Yale has set aside Washington's birthday as an annual day when its alumni return to New Haven and renew their acquaintance with their university. Through a program of speeches by faculty and undergraduates, athletic events, and still other entertainments, the life of the college is presented to the alumnus in vivid and concentrated form. In one day he can restore his memory of "bright college years", discover what changes and developments have occurred, and learn first-hand about the present-day needs of the college.
Talk has been current lately as to what share the alumni should have in the direction of a university. An article in the last Graduates Magazine traced "the growth of non-resident government" at Harvard, while a recent contributor to the New Republic denounced the tendency of graduates to exert too much unintelligent influence over an institution's affairs, which they are able to control on account of their financial responsibilities. Such charges are of course ill-considered: if any group of men is fitted, both by character and by first-hand knowledge, to serve a university, it is its alumni, whose ideals have been shaped by it, and who have had personal experience of its needs. But it is true that these ideals are apt to be somewhat dimmed, and the memories of those experiences less distinct, after a few years away from college.

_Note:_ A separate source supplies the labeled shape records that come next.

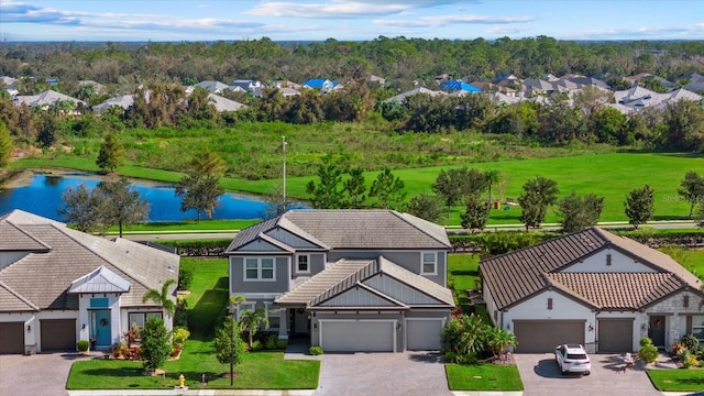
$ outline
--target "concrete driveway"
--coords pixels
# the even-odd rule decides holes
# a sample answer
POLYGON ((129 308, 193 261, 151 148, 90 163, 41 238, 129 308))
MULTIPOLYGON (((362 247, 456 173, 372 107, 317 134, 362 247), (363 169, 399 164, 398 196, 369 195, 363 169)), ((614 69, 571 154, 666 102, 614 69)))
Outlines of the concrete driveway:
POLYGON ((319 356, 323 395, 452 395, 439 353, 326 353, 319 356))
POLYGON ((624 371, 620 355, 590 355, 592 374, 588 376, 562 375, 552 353, 518 353, 514 358, 516 359, 520 377, 524 381, 524 396, 558 395, 562 393, 566 393, 570 396, 662 395, 652 386, 641 365, 637 364, 624 371))
POLYGON ((0 395, 65 396, 66 380, 77 353, 0 355, 0 395))

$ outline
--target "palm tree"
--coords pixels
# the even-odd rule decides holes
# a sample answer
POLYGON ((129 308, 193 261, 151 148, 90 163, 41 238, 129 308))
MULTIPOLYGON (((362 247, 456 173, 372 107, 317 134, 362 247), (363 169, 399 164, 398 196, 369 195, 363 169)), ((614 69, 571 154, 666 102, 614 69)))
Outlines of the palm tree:
POLYGON ((250 350, 254 342, 254 333, 261 326, 268 328, 268 318, 266 318, 266 310, 264 308, 256 308, 255 310, 246 310, 240 314, 240 330, 245 331, 249 334, 250 350))
POLYGON ((166 309, 166 315, 170 318, 174 316, 176 311, 176 305, 174 300, 170 299, 168 294, 168 288, 176 283, 176 279, 170 278, 166 279, 162 285, 162 290, 148 289, 142 297, 142 302, 154 301, 162 306, 162 308, 166 309))

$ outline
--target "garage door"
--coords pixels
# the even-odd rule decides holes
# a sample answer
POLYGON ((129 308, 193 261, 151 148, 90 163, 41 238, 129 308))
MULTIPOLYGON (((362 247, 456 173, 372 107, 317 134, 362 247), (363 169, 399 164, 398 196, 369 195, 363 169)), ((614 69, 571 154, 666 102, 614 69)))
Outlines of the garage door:
POLYGON ((0 323, 0 353, 24 353, 24 323, 0 323))
POLYGON ((394 352, 394 322, 321 320, 320 346, 326 352, 394 352))
POLYGON ((554 352, 563 343, 584 344, 586 320, 514 320, 516 352, 554 352))
POLYGON ((634 319, 598 320, 600 352, 631 352, 632 343, 634 319))
POLYGON ((42 352, 75 351, 76 319, 42 319, 42 352))
POLYGON ((442 319, 407 319, 406 349, 409 351, 440 350, 442 319))

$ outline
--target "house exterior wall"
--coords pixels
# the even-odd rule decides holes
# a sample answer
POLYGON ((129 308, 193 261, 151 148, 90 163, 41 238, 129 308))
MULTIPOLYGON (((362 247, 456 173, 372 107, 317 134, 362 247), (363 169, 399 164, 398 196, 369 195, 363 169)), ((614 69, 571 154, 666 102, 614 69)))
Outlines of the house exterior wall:
POLYGON ((415 251, 331 251, 328 253, 328 262, 334 263, 341 258, 350 260, 374 260, 383 255, 386 260, 398 264, 399 266, 413 272, 421 274, 421 254, 422 252, 435 252, 437 254, 436 275, 422 275, 424 277, 446 286, 448 280, 448 253, 446 251, 433 250, 415 250, 415 251))
POLYGON ((600 251, 582 262, 570 265, 561 271, 563 273, 652 273, 656 272, 651 267, 634 261, 632 257, 614 250, 605 249, 600 251), (607 255, 612 256, 610 265, 607 265, 607 255))
POLYGON ((664 346, 666 350, 671 350, 672 345, 686 334, 686 316, 702 315, 700 310, 701 301, 702 298, 695 293, 680 292, 651 305, 646 308, 644 314, 645 320, 641 326, 645 328, 645 334, 641 333, 641 337, 648 336, 648 317, 662 315, 666 317, 664 346), (689 307, 684 307, 685 296, 689 298, 689 307))
MULTIPOLYGON (((253 257, 248 255, 246 257, 253 257)), ((244 257, 230 256, 230 295, 245 295, 250 293, 279 294, 288 292, 290 287, 290 257, 262 255, 258 257, 274 258, 273 280, 244 280, 244 257)))
MULTIPOLYGON (((490 315, 492 315, 490 312, 490 315)), ((595 314, 591 308, 565 297, 554 290, 544 290, 503 312, 502 328, 513 331, 514 320, 585 320, 584 348, 595 350, 596 331, 588 331, 588 326, 595 326, 595 314), (548 309, 548 298, 552 298, 552 309, 548 309), (510 329, 508 328, 510 326, 510 329)))

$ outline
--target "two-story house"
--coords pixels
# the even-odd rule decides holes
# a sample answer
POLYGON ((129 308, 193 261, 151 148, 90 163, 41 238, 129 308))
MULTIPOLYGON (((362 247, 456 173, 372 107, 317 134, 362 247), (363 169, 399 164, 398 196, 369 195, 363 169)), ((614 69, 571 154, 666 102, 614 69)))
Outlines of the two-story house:
POLYGON ((324 351, 438 350, 454 307, 444 229, 393 210, 292 210, 242 230, 230 295, 324 351))

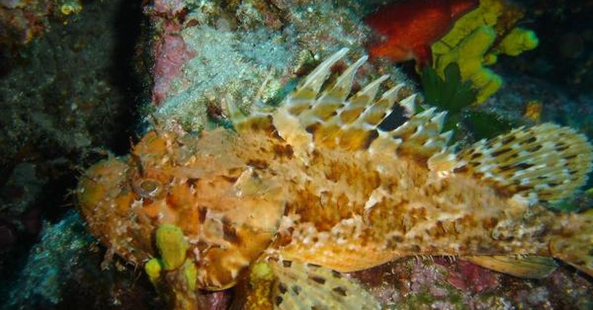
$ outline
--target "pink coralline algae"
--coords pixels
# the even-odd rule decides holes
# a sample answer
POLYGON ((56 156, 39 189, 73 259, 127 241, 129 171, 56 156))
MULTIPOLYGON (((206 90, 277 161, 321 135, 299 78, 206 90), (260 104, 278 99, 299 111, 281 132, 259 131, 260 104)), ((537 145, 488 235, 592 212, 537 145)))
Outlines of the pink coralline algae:
POLYGON ((152 103, 155 105, 165 99, 171 90, 171 81, 180 75, 185 63, 196 55, 177 34, 180 28, 178 24, 169 21, 165 24, 162 39, 155 44, 152 103))
POLYGON ((183 9, 184 4, 183 0, 155 0, 153 6, 158 13, 174 16, 183 9))
POLYGON ((449 264, 441 258, 436 263, 449 269, 447 282, 461 290, 476 293, 491 290, 499 284, 498 274, 468 261, 460 260, 449 264))

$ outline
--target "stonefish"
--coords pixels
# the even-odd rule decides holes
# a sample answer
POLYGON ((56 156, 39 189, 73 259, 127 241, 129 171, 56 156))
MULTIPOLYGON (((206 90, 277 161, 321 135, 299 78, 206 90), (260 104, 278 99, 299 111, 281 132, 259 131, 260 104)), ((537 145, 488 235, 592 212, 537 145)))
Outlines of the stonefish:
POLYGON ((542 206, 585 183, 584 135, 544 123, 456 152, 434 108, 385 129, 415 95, 400 85, 377 97, 383 76, 350 95, 366 57, 327 82, 346 52, 273 111, 246 116, 227 100, 234 130, 157 126, 91 167, 76 190, 89 230, 180 309, 237 285, 244 308, 378 308, 342 273, 407 255, 527 277, 549 274, 554 257, 593 275, 593 210, 542 206))

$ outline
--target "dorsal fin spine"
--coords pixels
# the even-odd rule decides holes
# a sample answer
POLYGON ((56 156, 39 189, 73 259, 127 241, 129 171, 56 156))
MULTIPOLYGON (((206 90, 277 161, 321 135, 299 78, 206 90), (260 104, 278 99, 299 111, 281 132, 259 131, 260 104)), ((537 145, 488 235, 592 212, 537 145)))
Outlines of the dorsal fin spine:
POLYGON ((330 74, 330 69, 339 60, 346 55, 348 52, 348 49, 343 48, 334 53, 328 59, 326 59, 313 70, 313 72, 307 76, 301 88, 309 88, 315 93, 319 92, 321 85, 327 79, 330 74))
POLYGON ((348 67, 338 78, 336 84, 330 90, 326 90, 321 94, 318 101, 324 101, 328 100, 333 101, 343 101, 347 98, 350 94, 350 91, 352 88, 352 81, 354 80, 354 76, 358 68, 362 65, 368 59, 366 56, 364 56, 358 59, 354 63, 348 67))

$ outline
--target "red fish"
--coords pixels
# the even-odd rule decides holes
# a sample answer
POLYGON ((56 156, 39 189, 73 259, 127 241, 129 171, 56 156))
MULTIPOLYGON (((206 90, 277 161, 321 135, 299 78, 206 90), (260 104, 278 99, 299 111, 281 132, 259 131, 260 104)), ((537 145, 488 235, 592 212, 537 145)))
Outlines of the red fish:
POLYGON ((403 0, 382 7, 365 18, 385 38, 372 42, 369 53, 396 62, 414 59, 423 66, 431 62, 431 45, 477 5, 477 0, 403 0))

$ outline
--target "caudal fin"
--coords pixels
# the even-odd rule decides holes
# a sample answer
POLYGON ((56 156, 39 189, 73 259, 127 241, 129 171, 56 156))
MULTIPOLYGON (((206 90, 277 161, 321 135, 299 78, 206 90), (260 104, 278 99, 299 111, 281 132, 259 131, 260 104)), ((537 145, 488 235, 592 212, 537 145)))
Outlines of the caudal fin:
POLYGON ((593 209, 569 216, 570 231, 554 237, 550 251, 559 259, 593 276, 593 209))

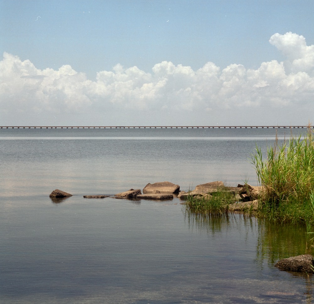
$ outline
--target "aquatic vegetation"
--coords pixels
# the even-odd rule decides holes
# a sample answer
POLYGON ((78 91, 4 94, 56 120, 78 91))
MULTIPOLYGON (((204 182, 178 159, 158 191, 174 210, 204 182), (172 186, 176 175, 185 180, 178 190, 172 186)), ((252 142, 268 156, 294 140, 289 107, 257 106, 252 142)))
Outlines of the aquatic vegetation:
POLYGON ((259 214, 281 222, 314 223, 314 134, 310 125, 304 138, 292 134, 279 145, 276 136, 267 158, 257 147, 251 155, 263 188, 259 214))

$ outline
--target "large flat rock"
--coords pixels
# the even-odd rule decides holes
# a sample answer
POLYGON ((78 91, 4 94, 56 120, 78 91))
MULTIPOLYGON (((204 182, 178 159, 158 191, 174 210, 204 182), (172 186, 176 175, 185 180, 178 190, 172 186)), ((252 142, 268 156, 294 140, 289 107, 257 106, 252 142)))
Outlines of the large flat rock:
POLYGON ((142 199, 172 199, 173 195, 172 194, 142 194, 136 196, 137 198, 142 199))
POLYGON ((121 192, 115 195, 115 197, 117 198, 135 198, 138 194, 142 194, 140 189, 130 189, 124 192, 121 192))
POLYGON ((84 195, 83 197, 84 198, 107 198, 110 195, 84 195))
POLYGON ((143 193, 179 193, 180 186, 169 182, 161 182, 154 184, 149 183, 143 189, 143 193))
POLYGON ((209 194, 211 192, 217 191, 219 189, 225 187, 225 185, 222 182, 212 182, 206 184, 198 185, 194 190, 189 191, 186 193, 182 192, 181 194, 179 194, 178 197, 181 199, 186 199, 188 196, 209 194))

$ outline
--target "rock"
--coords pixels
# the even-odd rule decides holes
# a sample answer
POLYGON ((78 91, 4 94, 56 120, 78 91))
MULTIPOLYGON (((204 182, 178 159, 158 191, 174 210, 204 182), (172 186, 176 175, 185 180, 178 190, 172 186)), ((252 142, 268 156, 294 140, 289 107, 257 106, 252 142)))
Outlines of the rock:
POLYGON ((230 211, 246 211, 251 210, 257 211, 258 206, 258 200, 249 202, 238 202, 229 205, 228 210, 230 211))
POLYGON ((181 191, 178 196, 178 197, 181 199, 186 199, 188 196, 196 195, 202 196, 205 194, 209 194, 212 192, 216 192, 218 190, 222 188, 225 188, 225 185, 222 182, 208 182, 206 184, 198 185, 194 190, 185 193, 184 191, 181 191))
POLYGON ((49 197, 50 198, 67 198, 70 196, 72 196, 72 194, 65 192, 62 190, 59 190, 58 189, 56 189, 54 190, 50 194, 49 197))
POLYGON ((149 193, 179 193, 180 186, 169 182, 155 182, 154 184, 148 184, 143 189, 144 194, 149 193), (157 193, 156 191, 159 191, 157 193))
POLYGON ((110 195, 84 195, 84 198, 107 198, 110 195))
POLYGON ((135 198, 138 194, 142 194, 140 189, 130 189, 127 191, 121 193, 118 193, 115 195, 115 197, 117 198, 135 198))
POLYGON ((298 272, 314 272, 313 256, 311 254, 302 254, 296 257, 280 260, 275 265, 282 270, 298 272))
POLYGON ((137 198, 142 199, 172 199, 173 195, 172 194, 142 194, 136 196, 137 198))
MULTIPOLYGON (((238 185, 238 187, 241 185, 238 185)), ((244 202, 254 201, 259 198, 260 187, 246 184, 239 190, 239 195, 244 202)))

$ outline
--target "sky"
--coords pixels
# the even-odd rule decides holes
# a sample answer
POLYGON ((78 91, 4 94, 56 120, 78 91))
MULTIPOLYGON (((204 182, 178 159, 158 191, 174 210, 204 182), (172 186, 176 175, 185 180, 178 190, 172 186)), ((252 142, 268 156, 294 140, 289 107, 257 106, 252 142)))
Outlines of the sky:
POLYGON ((314 123, 313 0, 0 0, 0 126, 314 123))

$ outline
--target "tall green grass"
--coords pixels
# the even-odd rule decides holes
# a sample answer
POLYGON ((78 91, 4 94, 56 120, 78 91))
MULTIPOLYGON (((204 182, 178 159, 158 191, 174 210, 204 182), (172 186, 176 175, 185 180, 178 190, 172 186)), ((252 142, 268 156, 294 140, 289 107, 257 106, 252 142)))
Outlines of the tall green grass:
POLYGON ((257 147, 251 155, 263 192, 259 213, 282 222, 314 223, 314 134, 309 125, 304 138, 291 134, 279 144, 267 148, 263 158, 257 147))

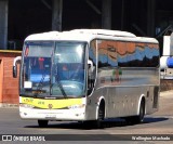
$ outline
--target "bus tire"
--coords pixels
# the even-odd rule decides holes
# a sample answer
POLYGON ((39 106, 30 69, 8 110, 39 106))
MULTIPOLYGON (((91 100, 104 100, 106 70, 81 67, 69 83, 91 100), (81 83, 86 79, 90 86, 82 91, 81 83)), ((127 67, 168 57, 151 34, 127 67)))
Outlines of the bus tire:
POLYGON ((40 128, 46 128, 48 127, 48 120, 38 120, 38 125, 40 128))

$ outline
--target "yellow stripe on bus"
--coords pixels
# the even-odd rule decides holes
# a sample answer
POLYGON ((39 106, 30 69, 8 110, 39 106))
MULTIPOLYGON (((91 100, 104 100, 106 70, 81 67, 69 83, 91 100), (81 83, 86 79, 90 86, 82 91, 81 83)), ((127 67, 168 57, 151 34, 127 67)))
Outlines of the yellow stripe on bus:
POLYGON ((43 100, 34 97, 21 97, 21 104, 28 104, 44 109, 61 109, 72 105, 82 105, 82 99, 43 100))

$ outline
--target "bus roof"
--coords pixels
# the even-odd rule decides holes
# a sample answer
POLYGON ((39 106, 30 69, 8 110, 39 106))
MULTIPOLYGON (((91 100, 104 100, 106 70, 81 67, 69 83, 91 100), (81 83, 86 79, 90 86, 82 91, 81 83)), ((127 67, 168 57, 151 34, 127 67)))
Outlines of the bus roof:
POLYGON ((28 36, 25 41, 41 40, 70 40, 70 41, 91 41, 92 39, 110 39, 120 41, 135 41, 158 43, 155 38, 136 37, 134 34, 120 30, 106 29, 74 29, 69 31, 49 31, 42 34, 34 34, 28 36))

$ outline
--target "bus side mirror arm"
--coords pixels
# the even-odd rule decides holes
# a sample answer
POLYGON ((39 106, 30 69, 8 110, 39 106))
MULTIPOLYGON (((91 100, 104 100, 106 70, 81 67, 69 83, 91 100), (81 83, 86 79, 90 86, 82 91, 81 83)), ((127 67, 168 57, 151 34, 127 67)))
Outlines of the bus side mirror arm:
POLYGON ((13 61, 13 78, 17 77, 17 64, 21 63, 22 56, 17 56, 13 61))
POLYGON ((92 61, 88 61, 89 71, 93 73, 94 66, 92 61))

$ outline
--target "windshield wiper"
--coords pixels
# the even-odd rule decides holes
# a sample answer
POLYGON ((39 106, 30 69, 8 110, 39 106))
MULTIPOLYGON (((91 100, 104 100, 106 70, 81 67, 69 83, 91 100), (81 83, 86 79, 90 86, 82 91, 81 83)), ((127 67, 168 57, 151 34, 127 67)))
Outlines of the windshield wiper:
MULTIPOLYGON (((59 81, 59 79, 58 79, 58 71, 56 73, 56 77, 55 77, 55 78, 56 78, 56 83, 57 83, 57 86, 58 86, 58 88, 59 88, 63 96, 64 96, 65 99, 67 99, 67 94, 66 94, 66 92, 65 92, 65 90, 64 90, 64 88, 63 88, 63 86, 62 86, 62 83, 61 83, 61 81, 59 81)), ((51 84, 51 92, 52 92, 52 87, 53 87, 53 83, 51 84)))

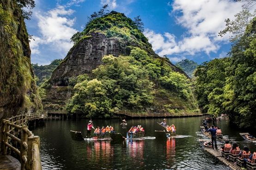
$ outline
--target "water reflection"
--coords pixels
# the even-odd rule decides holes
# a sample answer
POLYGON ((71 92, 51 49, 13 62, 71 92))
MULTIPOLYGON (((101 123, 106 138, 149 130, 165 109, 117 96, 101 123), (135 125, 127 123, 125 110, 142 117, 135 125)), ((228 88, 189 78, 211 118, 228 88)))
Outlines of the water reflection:
MULTIPOLYGON (((155 132, 161 130, 156 122, 161 119, 128 119, 128 126, 142 125, 145 136, 156 138, 128 140, 123 144, 113 145, 107 141, 73 141, 70 130, 80 131, 84 134, 89 121, 86 119, 49 119, 44 126, 33 129, 32 125, 30 129, 40 136, 44 170, 226 170, 226 166, 220 162, 215 163, 211 155, 201 149, 198 139, 204 137, 197 132, 203 118, 168 119, 167 123, 175 125, 177 134, 183 136, 183 138, 168 139, 161 133, 155 132)), ((120 125, 120 120, 93 121, 95 126, 111 125, 116 132, 124 131, 120 125)), ((224 119, 214 123, 220 127, 224 135, 228 136, 239 146, 246 145, 251 152, 256 150, 255 143, 248 143, 239 135, 239 132, 249 132, 256 136, 255 131, 239 129, 224 119)))
POLYGON ((175 159, 175 138, 167 139, 166 141, 166 160, 167 166, 170 168, 174 162, 175 159), (171 163, 170 164, 170 162, 171 163))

At present, Harvard offers most of its alumni only one time at which they can renew their personal contact. That is at Commencement, when student affairs are not proceeding on their normal plan, three-fourths of the undergraduates have left Cambridge, and the alumni themselves are so occupied with reunions that they have little chance to refresh their acquaintance with college opinions and problems. Clearly, a day such as Yale's, in the middle of term-time, would provide the closer touch that is needed. And it would not only be of advantage to the alumni, but might help the students, as well, to understand the changes that are occurring unconsciously around them. The day would not need to be a formal occasion; the more informal it were, the greater its usefulness. And it would not need to be very largely attended, as long as a representative group of alumni took advantage of it. Merely the idea that a particular day was set aside to welcome them, and that the college in all its phases would be open to them then, would appeal to many almost as much as the more formal reunions at Commencement. The success of the plan at Yale and at Princeton is sufficient evidence.